Hello! First, a bit of context: I am using NVTabular for further usage in Transformers4Rec. Hence, I am working on session-based recommendations. Currently, I only have one feature, an "items" list of product IDs (string). So, how do I construct a Schema
necessary for transformers4rec.torch.TabularSequenceFeatures
?
More context: I went through some examples of notebooks in Transformers4Rec documentation, but the main issue is related to NVTabular preprocessing. I have tried using nvt.Workflow
to create a schema from a pandas data frame with an "items" list feature (as in the example), but I get the following:
In contrast, I am trying to get something like this:
The item_id-list
have tags saying these are categorical features (further necessary for TabularSequenceFeatures
).
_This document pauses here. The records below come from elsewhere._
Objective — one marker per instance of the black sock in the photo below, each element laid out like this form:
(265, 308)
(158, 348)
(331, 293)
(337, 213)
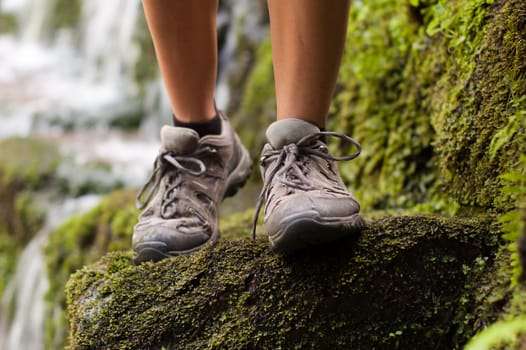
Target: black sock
(209, 127)
(323, 138)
How do I get the representation of the same tags if I already have an "items" list in my data frame?
When NVT infers a schema, it can figure out the dtypes and so forth, but can't tell what the semantics of the fields are, so leaves the tags blank. You can add any additional tags with the AddTags
operator. It accepts a list of plain strings and will auto-convert them to Tags
if needed.
["item_id-list"] >> AddTags(tags=["ITEM","LIST","ITEM_ID","ID"])
@rnyak, yes, the issue was solved at NVIDIA-Merlin/Transformers4Rec#703.